Gradient Domain Diffusion Models for Image Synthesis
Yuanhao Gong

TL;DR
This paper introduces a novel approach to image synthesis using diffusion models in the gradient domain, which accelerates convergence due to mathematical equivalence and sparsity, enhancing efficiency across various applications.
Contribution
The paper proposes performing diffusion in the gradient domain, leading to faster convergence and broader applicability in image processing and related fields.
Findings
Gradient domain diffusion models converge faster than traditional models.
Numerical experiments confirm increased efficiency of the proposed method.
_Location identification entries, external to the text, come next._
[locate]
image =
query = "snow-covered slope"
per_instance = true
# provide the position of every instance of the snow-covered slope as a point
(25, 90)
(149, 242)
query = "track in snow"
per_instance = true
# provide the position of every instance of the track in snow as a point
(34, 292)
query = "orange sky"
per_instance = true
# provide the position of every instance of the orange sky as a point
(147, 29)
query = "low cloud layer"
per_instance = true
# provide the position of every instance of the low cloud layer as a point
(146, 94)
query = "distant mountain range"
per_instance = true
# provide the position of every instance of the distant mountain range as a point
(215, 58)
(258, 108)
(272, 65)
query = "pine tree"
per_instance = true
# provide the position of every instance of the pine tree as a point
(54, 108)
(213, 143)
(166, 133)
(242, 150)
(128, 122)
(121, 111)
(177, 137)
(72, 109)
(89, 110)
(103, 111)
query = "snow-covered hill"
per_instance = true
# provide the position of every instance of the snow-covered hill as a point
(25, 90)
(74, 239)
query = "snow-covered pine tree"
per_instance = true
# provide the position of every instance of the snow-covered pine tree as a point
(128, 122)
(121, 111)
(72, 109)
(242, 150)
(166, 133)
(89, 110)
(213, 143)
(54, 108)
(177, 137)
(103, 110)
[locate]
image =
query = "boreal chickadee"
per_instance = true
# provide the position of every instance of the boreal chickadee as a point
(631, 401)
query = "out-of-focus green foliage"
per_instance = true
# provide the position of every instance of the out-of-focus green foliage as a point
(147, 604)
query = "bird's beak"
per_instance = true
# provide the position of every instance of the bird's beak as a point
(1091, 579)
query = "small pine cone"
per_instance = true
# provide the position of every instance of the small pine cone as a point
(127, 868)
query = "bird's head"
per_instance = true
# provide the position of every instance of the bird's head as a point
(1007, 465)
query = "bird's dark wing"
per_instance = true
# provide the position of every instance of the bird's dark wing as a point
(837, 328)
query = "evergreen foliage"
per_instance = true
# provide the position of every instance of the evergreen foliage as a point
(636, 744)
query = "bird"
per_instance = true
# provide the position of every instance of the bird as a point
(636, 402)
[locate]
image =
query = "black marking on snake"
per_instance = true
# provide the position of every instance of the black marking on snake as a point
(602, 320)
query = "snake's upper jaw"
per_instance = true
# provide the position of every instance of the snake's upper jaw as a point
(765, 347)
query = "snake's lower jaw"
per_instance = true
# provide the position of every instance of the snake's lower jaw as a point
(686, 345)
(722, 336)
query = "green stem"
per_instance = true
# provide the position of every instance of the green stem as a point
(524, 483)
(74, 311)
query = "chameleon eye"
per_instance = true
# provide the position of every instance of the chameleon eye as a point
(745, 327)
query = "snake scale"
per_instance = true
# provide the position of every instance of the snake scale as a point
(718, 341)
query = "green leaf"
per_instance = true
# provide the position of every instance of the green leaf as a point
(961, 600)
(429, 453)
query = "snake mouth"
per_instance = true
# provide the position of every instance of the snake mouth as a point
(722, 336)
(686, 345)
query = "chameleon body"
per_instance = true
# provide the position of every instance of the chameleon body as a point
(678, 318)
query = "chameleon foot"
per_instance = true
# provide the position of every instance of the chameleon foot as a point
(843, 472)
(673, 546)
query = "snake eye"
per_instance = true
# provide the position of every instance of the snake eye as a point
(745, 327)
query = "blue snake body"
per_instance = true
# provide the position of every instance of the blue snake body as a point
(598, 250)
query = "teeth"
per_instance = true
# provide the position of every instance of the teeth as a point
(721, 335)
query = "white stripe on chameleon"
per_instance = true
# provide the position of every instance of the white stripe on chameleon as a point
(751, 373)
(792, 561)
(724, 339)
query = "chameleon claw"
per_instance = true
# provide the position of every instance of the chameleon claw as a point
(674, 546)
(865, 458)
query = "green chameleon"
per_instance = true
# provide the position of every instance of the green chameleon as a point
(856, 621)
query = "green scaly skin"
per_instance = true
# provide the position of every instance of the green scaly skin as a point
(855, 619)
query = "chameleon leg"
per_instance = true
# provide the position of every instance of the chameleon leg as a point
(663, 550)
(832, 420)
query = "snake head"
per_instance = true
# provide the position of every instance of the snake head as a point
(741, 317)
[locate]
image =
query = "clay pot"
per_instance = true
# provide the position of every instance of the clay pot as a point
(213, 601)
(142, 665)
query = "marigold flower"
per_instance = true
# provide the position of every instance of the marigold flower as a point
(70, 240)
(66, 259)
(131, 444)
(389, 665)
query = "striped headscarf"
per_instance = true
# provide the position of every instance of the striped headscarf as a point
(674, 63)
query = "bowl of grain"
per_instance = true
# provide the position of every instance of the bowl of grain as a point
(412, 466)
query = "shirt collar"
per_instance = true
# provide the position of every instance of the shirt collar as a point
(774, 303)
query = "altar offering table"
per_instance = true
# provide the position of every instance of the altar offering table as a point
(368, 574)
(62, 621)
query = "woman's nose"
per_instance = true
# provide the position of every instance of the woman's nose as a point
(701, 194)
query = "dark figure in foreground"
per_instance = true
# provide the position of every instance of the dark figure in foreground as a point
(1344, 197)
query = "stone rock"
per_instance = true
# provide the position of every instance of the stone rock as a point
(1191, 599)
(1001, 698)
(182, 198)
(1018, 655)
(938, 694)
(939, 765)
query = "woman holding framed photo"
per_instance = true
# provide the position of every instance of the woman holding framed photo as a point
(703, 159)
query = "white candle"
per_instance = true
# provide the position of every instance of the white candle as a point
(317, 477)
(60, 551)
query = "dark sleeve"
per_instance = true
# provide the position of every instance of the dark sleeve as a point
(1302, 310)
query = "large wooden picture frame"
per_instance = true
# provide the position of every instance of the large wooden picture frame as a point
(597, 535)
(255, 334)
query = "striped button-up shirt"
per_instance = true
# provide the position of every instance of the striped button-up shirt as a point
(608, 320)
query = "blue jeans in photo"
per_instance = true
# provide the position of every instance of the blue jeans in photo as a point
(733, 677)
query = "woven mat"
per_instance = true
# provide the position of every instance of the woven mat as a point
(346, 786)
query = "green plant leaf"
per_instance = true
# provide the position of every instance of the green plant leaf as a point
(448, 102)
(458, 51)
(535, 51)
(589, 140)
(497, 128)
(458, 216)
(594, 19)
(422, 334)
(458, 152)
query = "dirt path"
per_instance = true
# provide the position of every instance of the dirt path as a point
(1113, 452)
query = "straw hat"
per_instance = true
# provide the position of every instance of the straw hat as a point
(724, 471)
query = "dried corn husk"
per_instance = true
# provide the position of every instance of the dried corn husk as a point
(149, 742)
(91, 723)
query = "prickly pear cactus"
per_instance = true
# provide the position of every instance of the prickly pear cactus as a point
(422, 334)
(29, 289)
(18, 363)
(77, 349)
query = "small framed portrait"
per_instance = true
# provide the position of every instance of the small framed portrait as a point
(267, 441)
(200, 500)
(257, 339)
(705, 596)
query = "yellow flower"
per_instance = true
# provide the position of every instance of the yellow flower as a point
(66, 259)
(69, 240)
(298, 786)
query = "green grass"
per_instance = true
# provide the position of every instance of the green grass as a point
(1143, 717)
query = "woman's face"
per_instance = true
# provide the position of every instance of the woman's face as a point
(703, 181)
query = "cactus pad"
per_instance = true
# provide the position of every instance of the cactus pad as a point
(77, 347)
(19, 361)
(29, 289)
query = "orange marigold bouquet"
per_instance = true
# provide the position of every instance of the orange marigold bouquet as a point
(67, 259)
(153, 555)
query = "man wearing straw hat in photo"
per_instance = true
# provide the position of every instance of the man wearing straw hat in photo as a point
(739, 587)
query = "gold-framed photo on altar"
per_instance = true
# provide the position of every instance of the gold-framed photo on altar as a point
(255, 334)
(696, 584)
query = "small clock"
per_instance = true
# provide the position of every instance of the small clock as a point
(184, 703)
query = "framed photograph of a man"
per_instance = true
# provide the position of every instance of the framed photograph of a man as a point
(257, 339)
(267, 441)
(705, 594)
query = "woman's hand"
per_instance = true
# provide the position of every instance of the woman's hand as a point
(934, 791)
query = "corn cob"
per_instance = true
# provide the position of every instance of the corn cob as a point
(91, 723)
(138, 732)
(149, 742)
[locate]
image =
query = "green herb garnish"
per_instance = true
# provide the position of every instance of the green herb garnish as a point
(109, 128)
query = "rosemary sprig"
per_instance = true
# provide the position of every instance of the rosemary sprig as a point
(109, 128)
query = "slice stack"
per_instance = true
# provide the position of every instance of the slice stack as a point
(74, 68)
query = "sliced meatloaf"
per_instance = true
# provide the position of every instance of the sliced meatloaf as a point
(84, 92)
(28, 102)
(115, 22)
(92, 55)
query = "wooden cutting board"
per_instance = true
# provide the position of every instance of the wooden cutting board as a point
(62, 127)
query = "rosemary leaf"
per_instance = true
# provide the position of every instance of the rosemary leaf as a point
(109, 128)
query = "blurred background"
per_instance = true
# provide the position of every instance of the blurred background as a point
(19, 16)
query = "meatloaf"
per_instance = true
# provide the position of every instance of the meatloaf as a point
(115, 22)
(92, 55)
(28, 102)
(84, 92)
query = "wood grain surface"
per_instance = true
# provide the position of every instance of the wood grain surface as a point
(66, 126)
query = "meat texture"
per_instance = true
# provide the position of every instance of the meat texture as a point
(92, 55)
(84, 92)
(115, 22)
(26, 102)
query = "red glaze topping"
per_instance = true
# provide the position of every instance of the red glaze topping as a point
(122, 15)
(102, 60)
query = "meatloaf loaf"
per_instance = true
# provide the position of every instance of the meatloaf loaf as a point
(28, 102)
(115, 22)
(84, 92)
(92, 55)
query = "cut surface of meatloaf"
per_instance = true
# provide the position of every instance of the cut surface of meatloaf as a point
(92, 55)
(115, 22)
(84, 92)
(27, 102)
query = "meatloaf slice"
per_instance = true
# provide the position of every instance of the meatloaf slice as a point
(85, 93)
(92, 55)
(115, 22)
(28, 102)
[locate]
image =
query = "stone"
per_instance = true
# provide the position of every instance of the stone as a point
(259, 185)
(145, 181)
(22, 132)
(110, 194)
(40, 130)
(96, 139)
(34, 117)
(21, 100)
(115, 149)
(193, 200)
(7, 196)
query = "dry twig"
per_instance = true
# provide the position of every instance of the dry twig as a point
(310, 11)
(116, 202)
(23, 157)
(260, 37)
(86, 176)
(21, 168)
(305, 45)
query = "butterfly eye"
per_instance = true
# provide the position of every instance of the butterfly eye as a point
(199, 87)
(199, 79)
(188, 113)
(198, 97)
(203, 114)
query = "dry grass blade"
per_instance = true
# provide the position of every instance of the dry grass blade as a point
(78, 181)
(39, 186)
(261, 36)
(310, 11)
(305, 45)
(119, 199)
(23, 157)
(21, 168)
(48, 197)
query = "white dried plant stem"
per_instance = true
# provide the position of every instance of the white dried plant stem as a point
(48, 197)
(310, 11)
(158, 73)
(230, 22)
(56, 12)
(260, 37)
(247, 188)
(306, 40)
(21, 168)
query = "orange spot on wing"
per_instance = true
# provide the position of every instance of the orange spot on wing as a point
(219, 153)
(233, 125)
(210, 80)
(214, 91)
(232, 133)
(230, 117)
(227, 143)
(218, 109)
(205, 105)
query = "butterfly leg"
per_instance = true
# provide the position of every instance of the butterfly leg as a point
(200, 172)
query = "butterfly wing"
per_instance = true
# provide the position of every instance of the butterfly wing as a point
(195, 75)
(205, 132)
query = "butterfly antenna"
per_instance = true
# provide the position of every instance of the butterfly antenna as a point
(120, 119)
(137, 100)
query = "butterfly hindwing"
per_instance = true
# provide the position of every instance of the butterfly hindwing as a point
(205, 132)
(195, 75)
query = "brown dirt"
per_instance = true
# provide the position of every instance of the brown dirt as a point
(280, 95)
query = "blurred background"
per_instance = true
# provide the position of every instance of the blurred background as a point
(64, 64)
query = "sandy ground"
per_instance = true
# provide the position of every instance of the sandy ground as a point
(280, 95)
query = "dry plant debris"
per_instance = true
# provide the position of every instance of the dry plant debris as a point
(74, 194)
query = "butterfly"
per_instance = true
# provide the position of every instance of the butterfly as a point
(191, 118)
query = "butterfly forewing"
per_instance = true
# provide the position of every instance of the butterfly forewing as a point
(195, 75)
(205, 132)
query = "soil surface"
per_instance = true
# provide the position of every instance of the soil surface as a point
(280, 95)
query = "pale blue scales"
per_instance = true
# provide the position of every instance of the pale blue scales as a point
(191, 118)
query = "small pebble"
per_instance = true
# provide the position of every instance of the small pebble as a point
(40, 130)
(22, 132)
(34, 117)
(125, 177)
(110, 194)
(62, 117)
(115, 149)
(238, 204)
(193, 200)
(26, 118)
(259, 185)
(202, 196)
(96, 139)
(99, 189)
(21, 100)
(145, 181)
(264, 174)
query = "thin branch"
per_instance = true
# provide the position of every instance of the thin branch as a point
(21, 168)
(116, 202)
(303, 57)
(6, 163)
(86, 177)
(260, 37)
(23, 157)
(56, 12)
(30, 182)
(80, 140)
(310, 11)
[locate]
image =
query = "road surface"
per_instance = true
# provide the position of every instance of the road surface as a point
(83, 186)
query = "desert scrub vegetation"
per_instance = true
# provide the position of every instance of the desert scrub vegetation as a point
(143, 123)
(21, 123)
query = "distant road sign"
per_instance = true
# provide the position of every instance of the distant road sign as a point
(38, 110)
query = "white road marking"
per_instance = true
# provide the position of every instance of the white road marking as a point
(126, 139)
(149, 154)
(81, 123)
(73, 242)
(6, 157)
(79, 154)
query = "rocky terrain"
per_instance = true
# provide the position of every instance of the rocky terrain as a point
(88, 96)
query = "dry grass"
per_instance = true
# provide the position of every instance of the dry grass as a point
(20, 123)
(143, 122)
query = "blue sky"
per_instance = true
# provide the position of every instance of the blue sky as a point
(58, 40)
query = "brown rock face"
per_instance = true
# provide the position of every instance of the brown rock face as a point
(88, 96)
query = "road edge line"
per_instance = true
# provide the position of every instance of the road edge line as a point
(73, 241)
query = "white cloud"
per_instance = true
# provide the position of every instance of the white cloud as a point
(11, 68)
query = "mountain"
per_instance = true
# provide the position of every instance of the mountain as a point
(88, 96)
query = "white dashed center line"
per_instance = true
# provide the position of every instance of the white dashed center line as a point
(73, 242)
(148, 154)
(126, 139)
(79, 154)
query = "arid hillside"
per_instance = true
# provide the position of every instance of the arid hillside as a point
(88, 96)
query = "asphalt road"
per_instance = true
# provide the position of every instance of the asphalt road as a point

Applicable to diverse image processing and computer vision tasks.
Abstract
Diffusion models are getting popular in generative image and video synthesis. However, due to the diffusion process, they require a large number of steps to converge. To tackle this issue, in this paper, we propose to perform the diffusion process in the gradient domain, where the convergence becomes faster. There are two reasons. First, thanks to the Poisson equation, the gradient domain is mathematically equivalent to the original image domain. Therefore, each diffusion step in the image domain has a unique corresponding gradient domain representation. Second, the gradient domain is much sparser than the image domain. As a result, gradient domain diffusion models converge faster. Several numerical experiments confirm that the gradient domain diffusion models are more efficient than the original diffusion models. The proposed method can be applied in a wide range of applications such…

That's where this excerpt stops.